Aside from constructing a remarkably baroque but (I hope!) properly positioned shelf for my computer mouse — all in an effort to reduce the increasing pain in virtually every joint in my right arm — I also read Tyler Cowen’s Create Your Own Economy this weekend. I don’t really trust myself to blog an overall reaction to it, so instead I offer up this excerpt for discussion. It’s a comparison of traditional culture, in which the artist produces a sustained, integrated performance of some kind, to modern culture, which we increasingly create ourselves by stitching together bits and pieces:
Today we don’t usually receive comedy, tragedy, and the sublime all in ready-to-consume, prepackaged form. As I’ve stated, we’re more interested in this idea of assembling the bits ourselves. For all its virtues, it takes well over three hours to hear Don Giovanni straight through, perhaps four hours with intermission. Plus the libretto is in Italian. And if you want to see it live, a good ticket can cost hundreds of dollars plus travel costs.
So we instead pick up cultural moods and inputs we want from disparate sources and bring them together through self-assembly. We take a joke from YouTube, a terrifying scene from a Japanese slasher movie, a melody from a three-minute iTunes purchase, and the sublime from our memories of last year’s visit to the Grand Canyon, perhaps augmented through a photograph. The result is a rich and varied stream of inner experience.

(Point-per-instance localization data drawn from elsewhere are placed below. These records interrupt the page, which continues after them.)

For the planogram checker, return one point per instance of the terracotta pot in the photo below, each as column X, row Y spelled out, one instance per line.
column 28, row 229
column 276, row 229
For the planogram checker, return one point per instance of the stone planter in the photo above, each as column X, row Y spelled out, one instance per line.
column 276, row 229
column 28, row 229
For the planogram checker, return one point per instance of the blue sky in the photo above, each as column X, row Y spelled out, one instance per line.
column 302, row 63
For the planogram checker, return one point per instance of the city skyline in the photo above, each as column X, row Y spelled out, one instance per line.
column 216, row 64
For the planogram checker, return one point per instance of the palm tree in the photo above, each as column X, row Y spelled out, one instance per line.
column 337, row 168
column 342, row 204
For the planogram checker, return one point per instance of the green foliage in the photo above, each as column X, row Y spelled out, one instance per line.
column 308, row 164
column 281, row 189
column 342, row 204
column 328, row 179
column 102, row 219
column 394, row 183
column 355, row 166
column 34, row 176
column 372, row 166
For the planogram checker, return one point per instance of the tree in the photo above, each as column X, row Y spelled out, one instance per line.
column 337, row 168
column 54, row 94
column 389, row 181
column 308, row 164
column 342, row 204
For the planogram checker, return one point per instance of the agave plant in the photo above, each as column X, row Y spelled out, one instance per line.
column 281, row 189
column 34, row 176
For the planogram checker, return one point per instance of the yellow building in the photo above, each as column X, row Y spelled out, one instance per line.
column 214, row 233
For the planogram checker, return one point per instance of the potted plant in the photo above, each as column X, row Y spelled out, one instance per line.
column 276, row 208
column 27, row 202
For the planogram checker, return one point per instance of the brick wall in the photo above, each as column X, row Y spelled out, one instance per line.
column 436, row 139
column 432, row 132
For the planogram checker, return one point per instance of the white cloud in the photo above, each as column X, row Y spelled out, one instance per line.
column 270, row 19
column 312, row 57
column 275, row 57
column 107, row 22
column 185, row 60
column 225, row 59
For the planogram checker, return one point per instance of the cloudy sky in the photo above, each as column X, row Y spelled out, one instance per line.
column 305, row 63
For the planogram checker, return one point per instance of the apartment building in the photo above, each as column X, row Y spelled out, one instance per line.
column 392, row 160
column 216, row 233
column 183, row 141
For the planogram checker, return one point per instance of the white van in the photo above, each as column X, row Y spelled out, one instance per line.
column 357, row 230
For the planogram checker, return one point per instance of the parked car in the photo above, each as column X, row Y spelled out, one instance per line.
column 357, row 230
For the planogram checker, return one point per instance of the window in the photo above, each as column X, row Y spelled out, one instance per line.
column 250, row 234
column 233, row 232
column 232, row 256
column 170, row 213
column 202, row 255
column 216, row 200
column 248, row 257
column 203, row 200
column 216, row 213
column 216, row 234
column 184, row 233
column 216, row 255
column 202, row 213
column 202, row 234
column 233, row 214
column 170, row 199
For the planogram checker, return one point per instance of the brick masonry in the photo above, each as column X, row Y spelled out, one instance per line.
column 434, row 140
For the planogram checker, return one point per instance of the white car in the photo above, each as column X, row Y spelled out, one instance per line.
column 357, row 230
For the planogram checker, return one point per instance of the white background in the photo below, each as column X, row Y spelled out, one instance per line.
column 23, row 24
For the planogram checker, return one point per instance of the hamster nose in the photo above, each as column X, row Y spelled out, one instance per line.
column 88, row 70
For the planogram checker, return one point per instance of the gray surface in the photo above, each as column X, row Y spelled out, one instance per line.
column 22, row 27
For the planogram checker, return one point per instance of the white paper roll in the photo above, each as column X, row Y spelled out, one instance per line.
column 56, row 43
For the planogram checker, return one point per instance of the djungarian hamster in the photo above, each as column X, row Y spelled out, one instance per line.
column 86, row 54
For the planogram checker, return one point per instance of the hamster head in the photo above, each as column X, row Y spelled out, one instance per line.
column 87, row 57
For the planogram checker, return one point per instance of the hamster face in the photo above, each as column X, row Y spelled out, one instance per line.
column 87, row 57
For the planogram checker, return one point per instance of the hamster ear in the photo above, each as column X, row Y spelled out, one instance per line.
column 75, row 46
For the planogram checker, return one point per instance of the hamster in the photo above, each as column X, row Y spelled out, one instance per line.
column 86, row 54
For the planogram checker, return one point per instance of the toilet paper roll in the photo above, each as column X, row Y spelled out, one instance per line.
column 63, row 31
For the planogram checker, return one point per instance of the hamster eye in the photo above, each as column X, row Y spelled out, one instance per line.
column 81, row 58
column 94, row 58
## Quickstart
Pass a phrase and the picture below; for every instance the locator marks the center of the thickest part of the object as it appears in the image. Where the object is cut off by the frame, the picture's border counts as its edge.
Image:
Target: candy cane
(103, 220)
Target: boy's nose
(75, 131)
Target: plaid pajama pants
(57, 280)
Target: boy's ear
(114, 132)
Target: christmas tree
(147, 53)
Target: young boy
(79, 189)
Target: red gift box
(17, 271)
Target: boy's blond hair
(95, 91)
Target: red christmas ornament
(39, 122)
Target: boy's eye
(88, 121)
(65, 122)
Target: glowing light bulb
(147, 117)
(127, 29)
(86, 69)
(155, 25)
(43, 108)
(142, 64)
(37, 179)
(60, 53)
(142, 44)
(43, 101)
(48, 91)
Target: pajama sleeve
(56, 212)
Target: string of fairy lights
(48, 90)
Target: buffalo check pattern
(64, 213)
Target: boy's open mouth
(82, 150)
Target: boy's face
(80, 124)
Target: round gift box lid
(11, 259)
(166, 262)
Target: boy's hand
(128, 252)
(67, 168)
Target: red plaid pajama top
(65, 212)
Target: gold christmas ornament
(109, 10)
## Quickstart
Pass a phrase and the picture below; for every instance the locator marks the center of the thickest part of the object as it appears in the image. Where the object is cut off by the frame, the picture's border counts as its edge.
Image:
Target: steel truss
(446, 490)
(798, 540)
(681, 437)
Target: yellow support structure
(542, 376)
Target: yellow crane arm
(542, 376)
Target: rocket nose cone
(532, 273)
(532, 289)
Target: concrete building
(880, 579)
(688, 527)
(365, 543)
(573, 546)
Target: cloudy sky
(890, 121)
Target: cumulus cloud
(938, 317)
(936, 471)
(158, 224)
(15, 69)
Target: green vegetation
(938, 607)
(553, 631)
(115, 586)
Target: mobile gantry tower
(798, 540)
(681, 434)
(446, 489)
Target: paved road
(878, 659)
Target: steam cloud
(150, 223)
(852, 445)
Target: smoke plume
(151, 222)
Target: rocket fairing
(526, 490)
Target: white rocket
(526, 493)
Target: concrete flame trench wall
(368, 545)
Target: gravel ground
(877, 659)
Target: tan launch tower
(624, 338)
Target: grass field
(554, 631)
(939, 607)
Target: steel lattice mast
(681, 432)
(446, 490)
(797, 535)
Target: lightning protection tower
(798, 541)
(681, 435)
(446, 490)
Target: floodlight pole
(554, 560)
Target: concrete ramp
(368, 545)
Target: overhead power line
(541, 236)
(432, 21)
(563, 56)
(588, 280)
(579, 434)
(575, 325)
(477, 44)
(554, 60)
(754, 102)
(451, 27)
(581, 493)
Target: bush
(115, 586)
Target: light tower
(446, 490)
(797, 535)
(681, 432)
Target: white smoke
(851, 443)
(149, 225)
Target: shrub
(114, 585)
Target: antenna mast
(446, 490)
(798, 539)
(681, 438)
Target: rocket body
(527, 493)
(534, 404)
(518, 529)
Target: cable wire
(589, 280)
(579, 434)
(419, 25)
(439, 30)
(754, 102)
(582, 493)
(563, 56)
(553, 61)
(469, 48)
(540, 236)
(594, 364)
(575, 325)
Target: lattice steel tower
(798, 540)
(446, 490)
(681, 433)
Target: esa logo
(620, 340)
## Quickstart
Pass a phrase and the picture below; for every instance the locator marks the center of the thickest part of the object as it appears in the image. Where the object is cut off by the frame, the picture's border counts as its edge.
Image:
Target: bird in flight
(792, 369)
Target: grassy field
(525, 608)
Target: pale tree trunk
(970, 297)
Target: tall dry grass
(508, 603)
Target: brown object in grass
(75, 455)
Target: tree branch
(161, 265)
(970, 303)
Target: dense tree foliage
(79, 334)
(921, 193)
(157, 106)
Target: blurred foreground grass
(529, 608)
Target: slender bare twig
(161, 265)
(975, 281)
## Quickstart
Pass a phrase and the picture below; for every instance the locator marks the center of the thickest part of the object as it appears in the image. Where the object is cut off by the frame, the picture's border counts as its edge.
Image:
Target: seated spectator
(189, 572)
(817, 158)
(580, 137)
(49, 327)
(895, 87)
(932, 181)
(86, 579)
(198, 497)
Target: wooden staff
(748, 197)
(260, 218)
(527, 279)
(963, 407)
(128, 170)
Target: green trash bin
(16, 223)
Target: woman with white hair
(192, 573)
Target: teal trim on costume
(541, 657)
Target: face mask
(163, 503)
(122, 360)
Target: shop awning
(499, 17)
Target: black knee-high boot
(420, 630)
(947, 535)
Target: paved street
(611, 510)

Tyler’s contention is that the “mental ordering” involved in collecting lots of cultural bits and then obsessively organizing them can be every bit as gratifying and inspiring as consuming a play by Shakespeare or a novel by Faulkner (or a Broadway show or a genre romance novel). But this strikes me as a chimera: it’s like comparing your own amateur piano playing with taking in a performance by Glenn Gould. They’re both worthwhile activities, and the former can illuminate the latter, but that doesn’t mean you get the same thing out of them. That’s because Gould is a genius and you’re not. There’s more to art than whether it lights up your brain’s pleasure centers.
It’s unfair to offer just this short excerpt without more of Tyler’s surrounding argument, but one way or another an awful lot of the book hinges on the idea expressed here: namely that obsessive mental ordering of cultural bits is increasingly providing a substitute for the enjoyment of traditional, long-form art created by others. He might be right that this is happening, but I’m double plus unconvinced that it’s as positive a development as he suggests. Opinions?